Non è raro che il passare dalla lettura di una autobiografia alla conversazione con l’autore della stessa trasmetta una sensazione di scollamento, come se si avesse a che fare con due storie tutt’altro che sovrapponibili. Per Libo Riba e il suo “Un lungo viaggio-I paesi, le valli, il partito, la gente” invece, vale il discorso esattamente opposto. Confrontandosi con lui dopo aver letto le pagine del suo libro edito da ArabaFenice si ricava, infatti, una sensazione di continuità, nel segno della giovialità e dell’ampiezza dell’analisi. 300 pagine in cui una delle figure più significative del Pci cuneese e delle sue evoluzioni successive, ripercorre le vicende che lo hanno visto protagonista e testimone, dal 1950 al 2020. Dal’infanzia a Paschera San Defendente di Caraglio, al percorso formativo nell’istituzione scolastica, dai primi lavori svolti, agli anni presso il Provveditorato agli Studi di Cuneo e gli importanti incarichi politici ricoperti dentro e fuori il partito (negli anni ’90 fu consigliere regionale, vicecapogruppo del Pci-Pds e poi assessore regionale all’agricoltura), per concludere con le battaglie fatte in 15 anni da presidente di Uncem Piemonte, per smarcare la montagna da quella posizione di marginalità nel progetto di sviluppo del Paese in cui è stata costretta per decenni. Il tutto raccontato mai in chiave malinconica.
Riba, questo “piacere del ricordo” che traspare nelle pagine che ha scritto è un suo modo abituale di affrontare le cose?
«Un po’ di “amarcord” c’è, ma abbiamo sempre avuto una visione positiva delle cose da fare, non c’è mai stata, nelle mie diverse esperienze, una posizione remissiva o malinconica».
Saprebbe dire quando si è scoperto comunista?

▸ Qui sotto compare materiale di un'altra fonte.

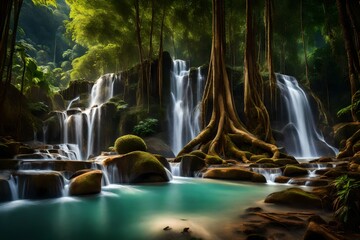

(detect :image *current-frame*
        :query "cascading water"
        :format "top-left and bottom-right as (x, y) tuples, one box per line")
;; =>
(58, 74), (121, 160)
(274, 74), (337, 158)
(169, 60), (204, 155)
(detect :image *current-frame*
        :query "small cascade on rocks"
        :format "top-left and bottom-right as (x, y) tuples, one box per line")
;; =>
(251, 168), (282, 183)
(170, 162), (180, 176)
(58, 74), (121, 160)
(169, 60), (204, 155)
(273, 74), (337, 159)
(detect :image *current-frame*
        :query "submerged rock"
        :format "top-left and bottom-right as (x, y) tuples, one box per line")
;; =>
(265, 188), (322, 208)
(69, 170), (103, 196)
(203, 168), (266, 183)
(103, 151), (170, 183)
(178, 154), (206, 177)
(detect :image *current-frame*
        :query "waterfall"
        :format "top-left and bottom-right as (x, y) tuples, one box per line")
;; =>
(169, 60), (204, 155)
(58, 74), (121, 160)
(274, 74), (337, 158)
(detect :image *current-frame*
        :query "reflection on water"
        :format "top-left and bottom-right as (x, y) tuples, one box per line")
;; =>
(0, 177), (284, 240)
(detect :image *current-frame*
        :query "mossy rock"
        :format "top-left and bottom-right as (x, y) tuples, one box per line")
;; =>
(103, 151), (170, 183)
(250, 155), (269, 162)
(114, 134), (147, 154)
(265, 188), (322, 208)
(283, 165), (308, 177)
(0, 143), (14, 159)
(205, 155), (224, 165)
(69, 170), (103, 196)
(153, 154), (171, 172)
(189, 150), (206, 159)
(203, 168), (266, 183)
(256, 158), (274, 164)
(274, 158), (299, 166)
(179, 154), (206, 177)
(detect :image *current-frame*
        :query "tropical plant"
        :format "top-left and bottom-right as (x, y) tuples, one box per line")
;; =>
(332, 175), (360, 230)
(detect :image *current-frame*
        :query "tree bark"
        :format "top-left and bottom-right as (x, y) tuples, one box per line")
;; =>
(179, 0), (280, 162)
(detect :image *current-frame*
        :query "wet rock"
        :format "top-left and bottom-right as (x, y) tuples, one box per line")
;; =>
(16, 171), (64, 199)
(0, 172), (12, 202)
(0, 159), (21, 170)
(69, 170), (103, 196)
(274, 176), (290, 183)
(303, 221), (342, 240)
(103, 151), (170, 183)
(179, 154), (206, 177)
(153, 154), (171, 172)
(283, 165), (308, 177)
(203, 168), (266, 183)
(144, 137), (175, 158)
(265, 188), (322, 208)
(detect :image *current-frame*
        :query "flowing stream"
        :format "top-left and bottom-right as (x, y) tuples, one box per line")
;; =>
(58, 74), (121, 160)
(169, 60), (204, 155)
(276, 74), (337, 158)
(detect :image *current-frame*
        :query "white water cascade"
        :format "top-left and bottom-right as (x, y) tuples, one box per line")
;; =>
(58, 74), (121, 160)
(169, 60), (204, 155)
(274, 74), (337, 158)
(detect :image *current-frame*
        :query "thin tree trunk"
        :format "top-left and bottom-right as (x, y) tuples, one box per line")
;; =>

«Sono stato “un po’ comunista” sin dalla tenera età: a 8 anni già distribuivo volantini del partito davanti alla scuola, poi ho continuato con questa “dotazione culturale” che rappresentava una scelta di famiglia. Un mio zio, fratello di mio padre, era già socialista prima del Ventennio. Io mi sono portato dentro quel sentimento politico. Ho iniziato negli anni ’60 con un Partito Comunista che aveva ancora un’impronta togliattiana, basato sul centralismo democratico e sul rigore. La dirigenza provinciale dell’epoca voleva un rinnovamento ma nella continuità e questo non corrispondeva più alle richieste dei giovani. Io, con la mia cultura laica, e Sergio Soave, con la sua provenienza cattolica, insieme a Franco Revelli avevamo già un’idea diversa».
Il mondo dell’agricoltura ha inciso sulla sua vita, prima come presidente dell’Alleanza dei contadini e, nel 1994, come assessore regionale, nella giunta di Gian Paolo Brizio…
«Quello in Regione fu un bellissimo periodo. Era il tempo di cambiare completamente il concetto organizzativo e la funzione dell’agricoltura nella comunità produttiva. Su quel piano, con lo staff dell’Assessorato, ci siamo spesi molto, attuando “ante litteram” quello che sarebbe poi stato fatto per la montagna».
Con gli agricoltori, da presidente dell’Alleanza dei contadini, ha guidato una manifestazione che rimane negli annali…
«C’erano 5.000 contadini a occupare Ponte Soleri di Cuneo, in protesta per la crisi del mercato della carne. Il vicequestore che mi conosceva fin dai tempi della scuola mi disse: “Lido, con quello che hai gridato te ne sei fatto già per due o tre anni. Rimanete per 5 minuti e poi andatevene, così puoi dire di aver occupato e noi di aver sgombrato”. Solo che in quel caso non aveva più a che fare con studenti imberbi, ma con allevatori esasperati…».
Nella copertina del suo libro, però, ha messo la foto di un’altra giornata di piazza…
«Quella foto si riferisce a un’iniziativa dell’Uncem ed è stata scattata nel 2007. Quando, con il presidente nazionale Enrico Borghi, si è deciso di provare a tirare fuori il mondo della montagna da una posizione minoritaria, siamo riusciti a mettere in piedi una manifestazione con 30.000 montanari a Roma!».
Nel libro usa spesso “bello”. Che ruolo ha per lei la bellezza?
«Noi una distinzione tra il bello e il brutto l’abbiamo sempre fatta. Bello è ciò che è divertente, costruttivo, che scava nel profondo e pone idee nuove. Il concetto del bello ce l’avevamo come senso della società che volevamo cambiare. Direi che mi è venuto istintivo usare spesso il termine bello come elemento di aspirazione».